Машина медленно ползла по грунтовке, а я отчаянно трусила при мысли, что скоро увижу Сергея. В его окнах горел свет, а из открытой форточки доносился негромкий голос диктора вечерних новостей. Я приткнула машину у ворот и опасливо потянула на себя калитку. Входная дверь оказалась заперта, и я постучала, с замирающим сердцем слушая, как за стеной неуклюже ворочается и шумит что-то огромное, а затем дверь открылась, и я увидела Сергея, стоящего на костылях. При виде меня он отпрянул, уронил один костыль и закрыл рот рукой. После пушечного железного грохота тишина была просто оглушительной и давящей.
– Господи боже мой, – прошептал он. – Неужели это ты?
Быт того старого зачумленного дома был довольно необустроен. Все валялось на полу или старых лавках, которые, судя по внешнему виду, сперли откуда-то из школьного спортзала. Казалось, хозяева пережили срочный переезд или погром и еще не успели прийти в себя.
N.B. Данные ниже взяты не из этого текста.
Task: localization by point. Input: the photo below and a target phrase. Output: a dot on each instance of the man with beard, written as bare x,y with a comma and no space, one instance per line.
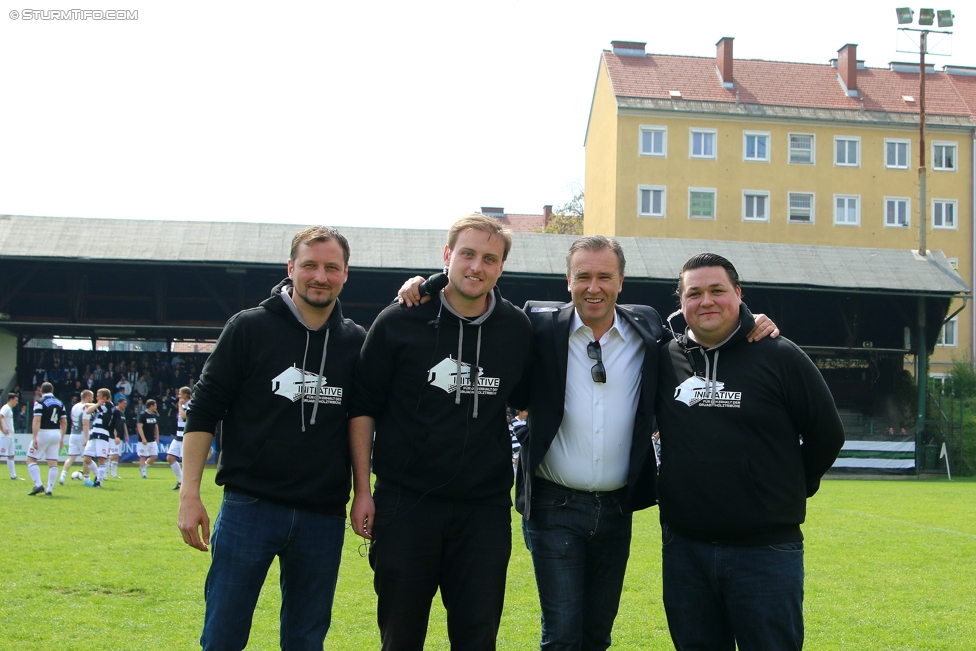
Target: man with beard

В узких сенях притулилась коляска, и я запнулась о нее, когда проходила в дом. В одной-единственной комнате стоял сдвинутый к стенке круглый стол и один стул, на столе – немытая кастрюля и электроплитка. В уголке урчал старый холодильник, а небольшой дешевенький телевизор вещал новостные сводки ненатурально бодрым голосом, в которых все было хорошо. При свете одинокой лампочки Сергей выглядел ужасно. Он очень похудел, отчего лицо словно сползло вниз, нос оказался сломан, превратившись в бесформенную котлету. У меня даже заболела переносица. На виске я заметила старый шрам, которого не помнила. От мужчины, в которого я была когда-то влюблена, осталась лишь слабая тень. Мое сердце заныло от жалости: то ли к нему, то ли к себе.
Его ноги тряслись, и Сергей почти не глядя сел на продавленный диван со смятой подушкой и армейским синим одеялом с двумя черными полосами в изножье. Он силился улыбнуться, но выходило скверно, как и у меня. Я подошла ближе, села на колени перед ним и протянула руку к его лицу. Он дернулся, как от ожога.